If you want to understand the strength of the patronage system in local political culture just cast your mind back to the giant political slush fund run out of the House of Assembly from 1996 to 2006. Every member of the House had access to tens of thousands of dollars he or she could hand out in whatever way they wanted, often without receipts. They did, almost without any exceptions.
What showed the strength of the system was not the desperate pleas from some of the politicians to keep the whole thing going. What really stood out was the way people in Kilbride district and Torngat Mountains, for example, reacted to news that their member of the legislature had been charged with fraud and other criminal acts. They talked to reporters about how great the accused politicians were and about how much they had done for the district, that is, how much money they handed out.
Now for all that, the double-teaming for this seniors announcement stands out for being a bit excessive. It’s hard to imagine either politician is sweating about his political future. We are still a bit early for the February poll goosing parade. This announcement doesn’t seem big enough to get much media play compared to what individual MHAs could generate for themselves in the local media.

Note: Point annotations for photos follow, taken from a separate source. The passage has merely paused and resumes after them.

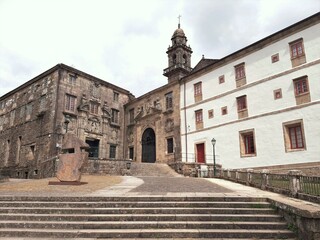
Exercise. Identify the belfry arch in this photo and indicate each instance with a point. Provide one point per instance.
(148, 142)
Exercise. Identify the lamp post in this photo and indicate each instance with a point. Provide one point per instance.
(213, 141)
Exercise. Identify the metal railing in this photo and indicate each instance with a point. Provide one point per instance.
(293, 184)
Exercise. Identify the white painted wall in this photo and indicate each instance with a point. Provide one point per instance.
(260, 100)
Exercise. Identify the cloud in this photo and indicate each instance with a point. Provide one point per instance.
(124, 42)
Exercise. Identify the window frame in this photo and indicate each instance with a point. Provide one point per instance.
(221, 79)
(288, 140)
(199, 116)
(240, 72)
(276, 92)
(94, 108)
(70, 102)
(242, 103)
(112, 151)
(299, 89)
(169, 100)
(115, 116)
(170, 145)
(115, 96)
(247, 143)
(197, 88)
(297, 48)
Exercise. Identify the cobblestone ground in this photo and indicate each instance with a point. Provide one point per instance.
(160, 185)
(41, 186)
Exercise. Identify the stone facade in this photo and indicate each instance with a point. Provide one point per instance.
(36, 115)
(153, 120)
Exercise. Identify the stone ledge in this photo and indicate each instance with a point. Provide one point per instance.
(303, 217)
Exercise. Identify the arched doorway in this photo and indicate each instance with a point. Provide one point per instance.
(148, 146)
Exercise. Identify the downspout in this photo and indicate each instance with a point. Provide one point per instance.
(56, 110)
(185, 119)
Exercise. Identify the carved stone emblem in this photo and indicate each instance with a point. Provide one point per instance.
(169, 125)
(93, 125)
(72, 158)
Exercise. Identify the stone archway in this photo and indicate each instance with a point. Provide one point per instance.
(148, 146)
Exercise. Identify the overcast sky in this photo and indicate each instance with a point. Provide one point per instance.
(124, 42)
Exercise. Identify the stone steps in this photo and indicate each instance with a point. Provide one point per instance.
(146, 225)
(140, 217)
(147, 233)
(149, 210)
(132, 204)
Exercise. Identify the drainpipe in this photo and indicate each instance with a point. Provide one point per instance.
(185, 119)
(56, 111)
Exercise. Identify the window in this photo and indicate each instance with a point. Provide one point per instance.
(297, 53)
(210, 113)
(131, 116)
(169, 145)
(169, 101)
(240, 72)
(199, 119)
(242, 103)
(301, 90)
(224, 110)
(131, 153)
(275, 58)
(70, 103)
(94, 108)
(247, 143)
(198, 91)
(240, 75)
(277, 94)
(242, 107)
(18, 149)
(294, 135)
(112, 151)
(198, 88)
(296, 49)
(115, 97)
(72, 79)
(7, 153)
(221, 79)
(115, 116)
(301, 86)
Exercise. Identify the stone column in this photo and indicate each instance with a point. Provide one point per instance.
(249, 176)
(265, 179)
(294, 178)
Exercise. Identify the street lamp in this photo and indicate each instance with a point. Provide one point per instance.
(213, 141)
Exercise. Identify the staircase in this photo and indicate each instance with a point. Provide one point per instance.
(140, 217)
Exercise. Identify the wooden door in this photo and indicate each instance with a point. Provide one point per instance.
(200, 153)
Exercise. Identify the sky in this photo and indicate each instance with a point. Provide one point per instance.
(124, 42)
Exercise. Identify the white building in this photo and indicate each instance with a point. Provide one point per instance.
(261, 104)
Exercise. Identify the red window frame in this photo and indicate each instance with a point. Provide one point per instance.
(242, 103)
(248, 140)
(297, 49)
(70, 103)
(169, 102)
(198, 88)
(240, 71)
(199, 116)
(94, 108)
(221, 79)
(301, 86)
(296, 137)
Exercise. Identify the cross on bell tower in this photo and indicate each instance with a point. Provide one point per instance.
(179, 56)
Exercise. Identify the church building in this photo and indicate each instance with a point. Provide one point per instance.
(259, 106)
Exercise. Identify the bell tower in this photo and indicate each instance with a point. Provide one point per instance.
(179, 56)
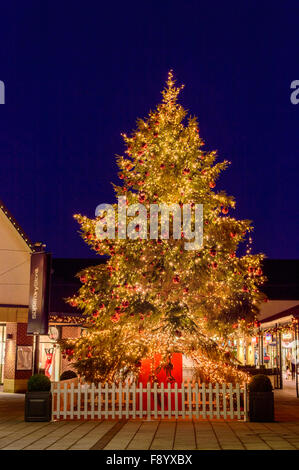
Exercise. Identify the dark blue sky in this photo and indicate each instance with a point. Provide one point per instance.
(77, 74)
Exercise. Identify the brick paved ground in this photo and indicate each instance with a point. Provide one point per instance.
(154, 435)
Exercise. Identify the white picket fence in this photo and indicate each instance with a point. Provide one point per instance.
(191, 400)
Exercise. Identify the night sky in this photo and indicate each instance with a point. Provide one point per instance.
(77, 74)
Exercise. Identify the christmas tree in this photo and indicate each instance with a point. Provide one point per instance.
(154, 295)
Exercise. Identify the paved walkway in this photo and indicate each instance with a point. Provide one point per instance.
(150, 435)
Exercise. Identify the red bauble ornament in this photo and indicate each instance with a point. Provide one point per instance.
(115, 318)
(141, 197)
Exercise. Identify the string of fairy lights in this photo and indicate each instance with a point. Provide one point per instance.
(153, 296)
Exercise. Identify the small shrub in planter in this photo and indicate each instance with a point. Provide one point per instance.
(68, 374)
(38, 399)
(261, 399)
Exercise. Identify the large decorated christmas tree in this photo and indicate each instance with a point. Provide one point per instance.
(153, 296)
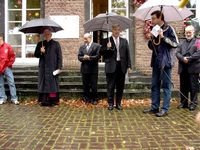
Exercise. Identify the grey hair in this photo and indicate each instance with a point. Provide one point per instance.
(88, 35)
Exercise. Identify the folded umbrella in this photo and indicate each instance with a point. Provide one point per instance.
(170, 9)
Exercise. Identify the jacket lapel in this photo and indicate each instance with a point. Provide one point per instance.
(191, 44)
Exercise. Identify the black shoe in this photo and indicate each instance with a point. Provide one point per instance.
(162, 113)
(110, 107)
(151, 111)
(119, 107)
(94, 102)
(192, 108)
(182, 106)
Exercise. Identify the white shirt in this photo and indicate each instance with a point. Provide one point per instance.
(116, 40)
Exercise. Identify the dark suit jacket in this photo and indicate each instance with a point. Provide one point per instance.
(110, 55)
(190, 50)
(89, 66)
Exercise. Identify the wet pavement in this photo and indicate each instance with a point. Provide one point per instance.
(65, 127)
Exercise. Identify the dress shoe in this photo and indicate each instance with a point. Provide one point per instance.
(119, 107)
(150, 111)
(94, 102)
(182, 106)
(110, 107)
(192, 108)
(162, 113)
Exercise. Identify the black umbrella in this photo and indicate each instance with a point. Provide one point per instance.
(39, 25)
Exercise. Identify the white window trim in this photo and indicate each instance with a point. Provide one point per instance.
(127, 14)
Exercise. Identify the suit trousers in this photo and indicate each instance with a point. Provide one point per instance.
(90, 86)
(117, 80)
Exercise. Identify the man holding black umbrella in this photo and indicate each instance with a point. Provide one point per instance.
(115, 51)
(50, 63)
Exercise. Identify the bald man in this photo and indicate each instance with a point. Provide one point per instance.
(188, 55)
(89, 56)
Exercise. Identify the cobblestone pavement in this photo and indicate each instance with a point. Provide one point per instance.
(34, 127)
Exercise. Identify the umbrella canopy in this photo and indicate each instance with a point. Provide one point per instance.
(105, 21)
(169, 8)
(39, 25)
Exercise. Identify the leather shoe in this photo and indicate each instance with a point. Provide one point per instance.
(119, 107)
(110, 107)
(150, 111)
(182, 106)
(162, 113)
(192, 108)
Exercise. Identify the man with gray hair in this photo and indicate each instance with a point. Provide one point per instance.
(89, 56)
(116, 53)
(188, 54)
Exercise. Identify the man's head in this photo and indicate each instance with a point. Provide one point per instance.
(1, 38)
(87, 38)
(116, 29)
(189, 32)
(157, 17)
(47, 34)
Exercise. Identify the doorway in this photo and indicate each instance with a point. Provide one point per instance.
(99, 7)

Maybe the cause was nothing more complicated than the quota system that pervades the provincial government’s communications system. Departments must produce set amounts of happy-happy news. If tourism was down on its quota, then this was an easy answer.
You can see the same thing - the quota system - in the series of news releases over the holidays and into the New Year talking up the glorious stuff that is going on every, supposedly. The publicity machine just cranks this stuff out relentlessly. It’s such hollow blather you really couldn’t imagine someone thought something like the string of political spam could stop people from thinking about the looming cuts and layoffs.